Su tristeza se manifestaba a través de sus ojos de lánguida mirada. Éstos eran el único puerto para entrar a conocer la pureza e ingenuidad propia de los niños, que como tal, él disponía en abundancia.
Esperaba con anciedad soñar con aquel Nacimiento para que, al menos en sueño, ser beneficiario de ese sentimiento de amor casi desconocido para él.
Temprano en la noche esperada, se retiró a dormir en su improvisada cama de cartón la cual era proveniente de cajas desechadas. La colocaba en el quicio de una puerta que lo protegía de la lluvia. Ya “cómodamente” instalado y muy cansado como consecuencia de su diario vagar, al poco tiempo quedó sumergido en un profundo sueño….
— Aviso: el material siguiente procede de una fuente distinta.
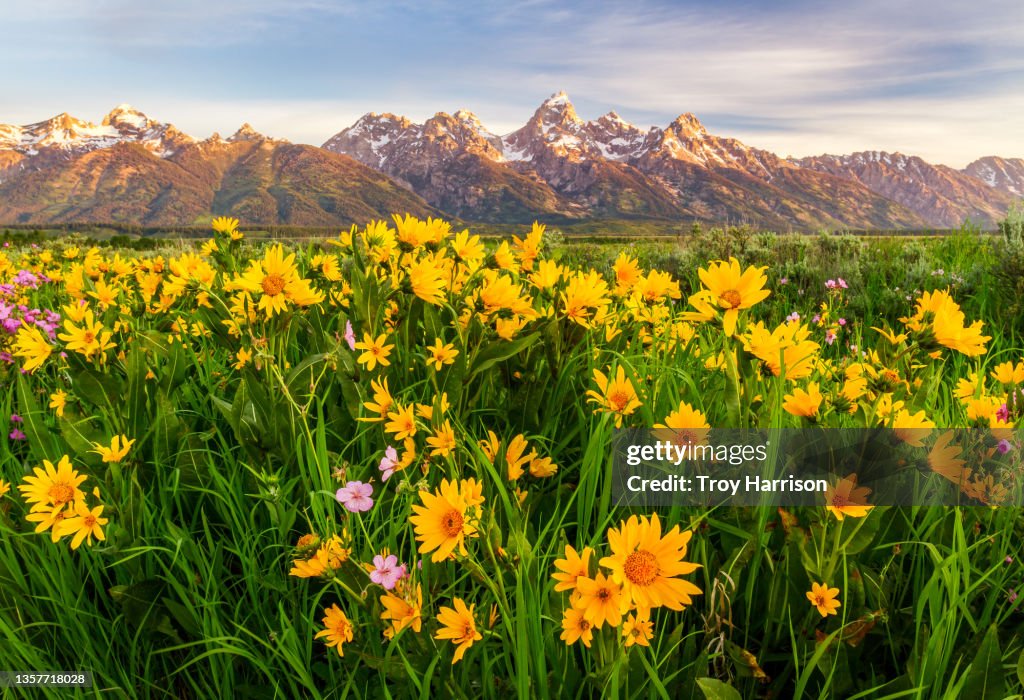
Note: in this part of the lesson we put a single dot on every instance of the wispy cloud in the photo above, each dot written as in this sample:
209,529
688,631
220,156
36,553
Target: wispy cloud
940,80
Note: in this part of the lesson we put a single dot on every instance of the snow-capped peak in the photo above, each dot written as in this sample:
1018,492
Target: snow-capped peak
246,133
64,132
559,97
126,115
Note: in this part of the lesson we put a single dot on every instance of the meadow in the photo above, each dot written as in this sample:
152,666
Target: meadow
378,466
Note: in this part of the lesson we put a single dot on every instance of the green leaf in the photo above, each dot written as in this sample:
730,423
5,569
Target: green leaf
499,351
718,690
99,389
42,442
985,679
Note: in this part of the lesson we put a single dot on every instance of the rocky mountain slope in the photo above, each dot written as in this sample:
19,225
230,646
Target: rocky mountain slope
131,169
557,168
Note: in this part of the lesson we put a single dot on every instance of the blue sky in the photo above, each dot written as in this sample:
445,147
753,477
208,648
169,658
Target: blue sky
943,80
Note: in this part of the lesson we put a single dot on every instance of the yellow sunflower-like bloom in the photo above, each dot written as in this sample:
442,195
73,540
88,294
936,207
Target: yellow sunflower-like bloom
615,396
459,625
52,486
823,599
33,346
442,522
646,563
846,499
337,628
275,278
734,289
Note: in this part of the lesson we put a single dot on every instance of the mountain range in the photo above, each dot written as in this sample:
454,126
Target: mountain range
556,168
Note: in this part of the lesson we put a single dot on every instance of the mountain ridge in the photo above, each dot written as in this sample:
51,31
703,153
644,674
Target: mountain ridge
556,167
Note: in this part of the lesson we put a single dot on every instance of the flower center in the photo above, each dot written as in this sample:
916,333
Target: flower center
452,523
60,493
840,500
641,568
619,399
272,285
732,298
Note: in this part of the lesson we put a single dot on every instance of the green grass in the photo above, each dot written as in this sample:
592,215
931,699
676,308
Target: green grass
190,597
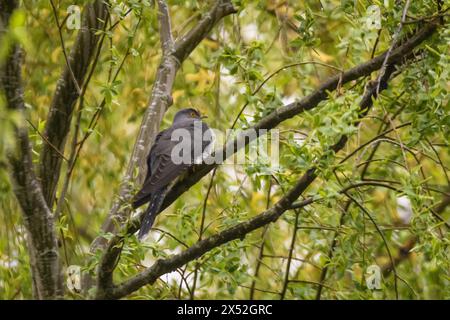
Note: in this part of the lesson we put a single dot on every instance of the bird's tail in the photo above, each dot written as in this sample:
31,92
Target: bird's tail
151,212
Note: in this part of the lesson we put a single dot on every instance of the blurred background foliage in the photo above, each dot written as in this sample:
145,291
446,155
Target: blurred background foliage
222,76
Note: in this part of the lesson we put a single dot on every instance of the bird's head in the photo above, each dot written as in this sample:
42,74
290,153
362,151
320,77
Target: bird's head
188,113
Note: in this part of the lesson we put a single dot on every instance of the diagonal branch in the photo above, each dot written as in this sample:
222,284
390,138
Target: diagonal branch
108,290
309,102
66,95
38,220
161,98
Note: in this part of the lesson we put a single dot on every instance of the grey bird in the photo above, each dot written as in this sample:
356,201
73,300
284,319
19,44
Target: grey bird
162,170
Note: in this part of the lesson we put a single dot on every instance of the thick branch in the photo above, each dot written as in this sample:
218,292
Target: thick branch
163,266
159,101
61,109
38,220
309,102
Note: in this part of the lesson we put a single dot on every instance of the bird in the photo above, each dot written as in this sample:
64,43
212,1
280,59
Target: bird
163,161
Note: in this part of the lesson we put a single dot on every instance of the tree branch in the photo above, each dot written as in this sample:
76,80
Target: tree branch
308,103
160,100
66,95
107,289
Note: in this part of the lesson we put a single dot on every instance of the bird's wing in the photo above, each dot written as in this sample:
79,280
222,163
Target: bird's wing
161,169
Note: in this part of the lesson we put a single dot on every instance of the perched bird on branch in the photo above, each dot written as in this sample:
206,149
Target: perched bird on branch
174,151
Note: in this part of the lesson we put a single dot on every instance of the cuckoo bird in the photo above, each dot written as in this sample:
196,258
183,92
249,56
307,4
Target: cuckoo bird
174,151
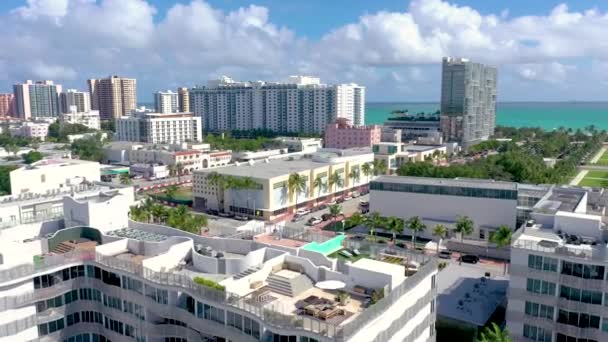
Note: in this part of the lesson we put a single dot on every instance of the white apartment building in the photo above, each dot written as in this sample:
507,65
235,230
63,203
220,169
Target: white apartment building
270,198
166,102
190,159
558,290
39,130
139,283
35,209
88,118
72,97
47,175
301,104
489,204
158,128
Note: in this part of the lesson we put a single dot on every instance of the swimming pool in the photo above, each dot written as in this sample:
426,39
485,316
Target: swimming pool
327,247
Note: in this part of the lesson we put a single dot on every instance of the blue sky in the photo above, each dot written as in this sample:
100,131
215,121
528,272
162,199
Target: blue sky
545,50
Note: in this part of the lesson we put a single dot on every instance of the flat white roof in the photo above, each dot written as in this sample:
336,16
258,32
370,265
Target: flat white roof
378,266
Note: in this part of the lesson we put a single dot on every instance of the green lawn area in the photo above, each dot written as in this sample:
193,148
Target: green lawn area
184,193
595,179
603,159
597,174
337,255
594,182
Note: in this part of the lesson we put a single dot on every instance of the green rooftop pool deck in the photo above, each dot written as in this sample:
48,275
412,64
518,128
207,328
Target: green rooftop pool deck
326,248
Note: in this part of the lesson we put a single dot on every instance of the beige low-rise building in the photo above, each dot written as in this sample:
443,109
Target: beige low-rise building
190,157
269,197
51,174
397,154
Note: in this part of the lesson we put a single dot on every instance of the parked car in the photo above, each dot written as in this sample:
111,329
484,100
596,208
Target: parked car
445,254
469,259
241,217
302,211
314,221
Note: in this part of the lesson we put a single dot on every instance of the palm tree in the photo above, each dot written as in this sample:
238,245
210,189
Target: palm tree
318,184
159,213
416,225
232,183
464,227
335,210
193,223
247,183
177,217
172,170
395,225
125,179
138,214
374,220
502,238
367,170
441,232
335,180
355,176
296,183
216,180
11,148
379,166
494,333
170,191
179,167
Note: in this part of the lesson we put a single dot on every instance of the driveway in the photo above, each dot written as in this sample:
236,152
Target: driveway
348,208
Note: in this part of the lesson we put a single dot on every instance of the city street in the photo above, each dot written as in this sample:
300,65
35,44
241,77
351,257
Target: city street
348,208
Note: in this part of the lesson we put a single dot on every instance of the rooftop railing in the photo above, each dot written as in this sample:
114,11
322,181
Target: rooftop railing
599,252
276,315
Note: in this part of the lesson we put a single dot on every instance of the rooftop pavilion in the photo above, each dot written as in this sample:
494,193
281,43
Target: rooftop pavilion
278,282
272,168
567,221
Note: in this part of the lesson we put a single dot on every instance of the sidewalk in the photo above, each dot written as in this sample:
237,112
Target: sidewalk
579,177
597,156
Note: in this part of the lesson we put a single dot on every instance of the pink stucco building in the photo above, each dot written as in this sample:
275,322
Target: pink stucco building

Su ensoñación mezclada con su imaginación, le transportaron a la Belén de hace más de dos mil años, la pequeña población de Judea donde ocurrió aquel Nacimiento. Repentinamente Juancito se encontró en aquel escenario. Era un ambiente donde la humildad brillaba, una suave melodía nunca oída, amenizada por coros angelicales, flotaba en el aire. Era un establo donde pastaban tranquilamente vacas, burros y en las afueras rebaños de ovejas y otros animales domésticos. Al contrario de los hombres, esos seres irracionales sí dieron posada a los angustiados peregrinos. Se percibía una claridad distinta a las conocidas. Varios hombres acudieron al lugar movidos por aquellos inusuales acontecimientos, pues suponían que algo especial envolvía aquel Nacimiento. Por el aspecto campesino de aquellos visitantes, Juancito supuso que eran pastores que pasaban la noche por aquellas tierras al cuido de sus respectivos rebaños.
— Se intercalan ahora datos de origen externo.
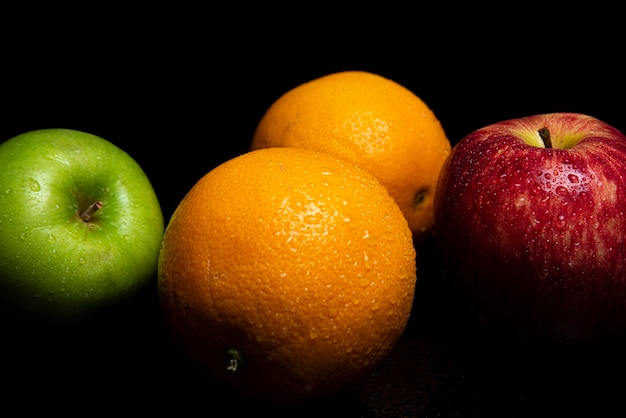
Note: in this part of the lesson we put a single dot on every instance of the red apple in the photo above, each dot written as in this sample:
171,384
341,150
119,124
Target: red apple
530,221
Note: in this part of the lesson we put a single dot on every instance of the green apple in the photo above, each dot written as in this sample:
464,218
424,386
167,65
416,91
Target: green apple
80,227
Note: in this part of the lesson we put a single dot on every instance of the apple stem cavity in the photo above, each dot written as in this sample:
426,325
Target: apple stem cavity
234,359
91,209
544,134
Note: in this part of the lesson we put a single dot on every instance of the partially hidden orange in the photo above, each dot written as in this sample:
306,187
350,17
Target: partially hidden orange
370,121
287,274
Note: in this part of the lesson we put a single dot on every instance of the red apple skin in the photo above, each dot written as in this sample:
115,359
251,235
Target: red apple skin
533,237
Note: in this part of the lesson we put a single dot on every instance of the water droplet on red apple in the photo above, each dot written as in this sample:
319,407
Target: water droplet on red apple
562,191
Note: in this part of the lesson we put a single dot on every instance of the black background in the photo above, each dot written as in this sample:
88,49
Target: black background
181,90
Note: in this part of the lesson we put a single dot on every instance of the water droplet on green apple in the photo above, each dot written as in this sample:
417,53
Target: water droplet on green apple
34,185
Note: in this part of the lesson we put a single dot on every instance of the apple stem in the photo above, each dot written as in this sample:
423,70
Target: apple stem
234,359
88,213
544,133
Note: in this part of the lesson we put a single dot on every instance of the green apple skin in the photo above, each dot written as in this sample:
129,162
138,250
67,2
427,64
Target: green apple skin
59,269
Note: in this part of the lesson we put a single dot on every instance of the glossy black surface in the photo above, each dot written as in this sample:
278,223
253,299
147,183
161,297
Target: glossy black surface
181,95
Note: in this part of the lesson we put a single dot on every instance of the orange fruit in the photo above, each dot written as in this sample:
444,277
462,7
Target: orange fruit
287,274
370,121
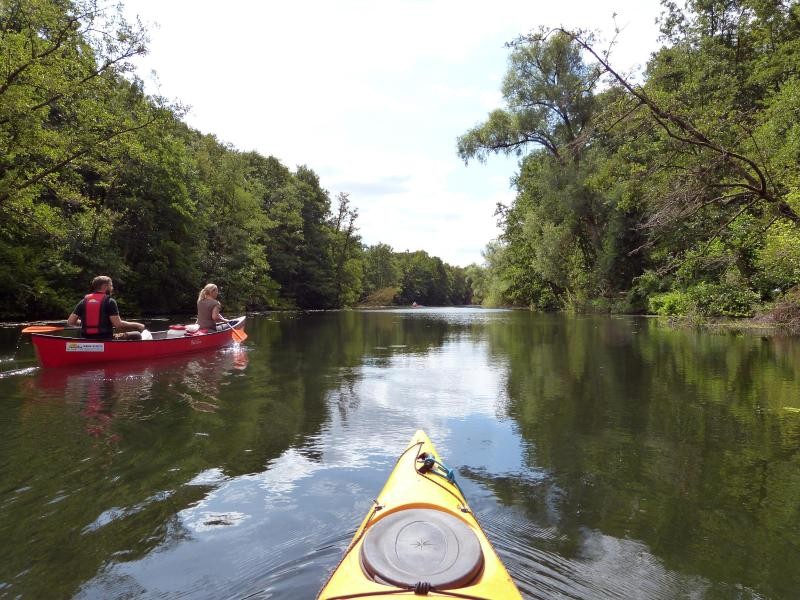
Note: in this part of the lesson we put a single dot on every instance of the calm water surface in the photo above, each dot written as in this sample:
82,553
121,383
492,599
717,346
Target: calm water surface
604,457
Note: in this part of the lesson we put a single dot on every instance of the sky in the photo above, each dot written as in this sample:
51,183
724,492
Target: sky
371,95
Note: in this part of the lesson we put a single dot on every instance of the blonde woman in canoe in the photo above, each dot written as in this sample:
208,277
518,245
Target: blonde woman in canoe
208,308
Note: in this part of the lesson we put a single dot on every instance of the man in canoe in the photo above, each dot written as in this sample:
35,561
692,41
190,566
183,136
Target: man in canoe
98,314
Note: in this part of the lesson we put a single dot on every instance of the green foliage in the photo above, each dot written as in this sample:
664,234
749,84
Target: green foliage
693,174
672,303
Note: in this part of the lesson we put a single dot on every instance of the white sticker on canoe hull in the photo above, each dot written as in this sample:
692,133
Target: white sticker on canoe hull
85,347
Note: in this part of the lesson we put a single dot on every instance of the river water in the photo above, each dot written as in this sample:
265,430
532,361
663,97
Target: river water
604,457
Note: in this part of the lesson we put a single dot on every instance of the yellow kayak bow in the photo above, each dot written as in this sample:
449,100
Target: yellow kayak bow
420,539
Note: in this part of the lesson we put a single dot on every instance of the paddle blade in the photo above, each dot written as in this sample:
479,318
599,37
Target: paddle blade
42,329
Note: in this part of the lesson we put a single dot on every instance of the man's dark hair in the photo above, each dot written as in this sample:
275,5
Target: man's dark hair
99,282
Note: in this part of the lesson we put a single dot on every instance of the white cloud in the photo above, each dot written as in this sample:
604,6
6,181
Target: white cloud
371,95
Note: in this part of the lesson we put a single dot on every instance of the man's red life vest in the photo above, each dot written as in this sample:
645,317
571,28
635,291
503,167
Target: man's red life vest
93,303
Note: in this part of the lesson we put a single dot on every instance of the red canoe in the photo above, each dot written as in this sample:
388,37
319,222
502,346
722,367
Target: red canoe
59,351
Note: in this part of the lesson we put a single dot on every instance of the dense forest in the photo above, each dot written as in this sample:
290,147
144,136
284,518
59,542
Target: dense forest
98,177
678,193
675,193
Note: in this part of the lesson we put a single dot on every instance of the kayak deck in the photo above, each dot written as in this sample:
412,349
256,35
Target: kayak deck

Comentaban la existencia de un dictador sanguinario llamado Herodes, que al momento regía aquellas provincias. Para él éso no generó ninguna inquietud, pues no sabía lo que la palabra dictadura significaba. Sin embargo, aun cuando Juancito no lo sabía, todavía hoy muchos seres humanos sufren de la maldad en todas sus manifestaciones, ejercida por dictadores tan sanguinarios o más que como lo eran los Herodes de aquella época.
El pesebre que sirvió de cuna a aquel Niño, era de madera, su construcción era muy sólida. Se apreciaban señales de haber sido utilizado por mucho tiempo, en la alimentación de los animales. Estaba cubierto por una paja reseca sobre la cual María, la madre de aquel recién nacido, tendió el pañal que cubría al cuerpecito de su hijo. José su padre, ayudaba para hacer lo más confortable posible, la estadía de la Criatura y de su Madre.
Era tan agradable aquel maravilloso sueño en el cual por primera vez Juancito sintió la influencia del amor, que prefirió quedarse dormido para siempre.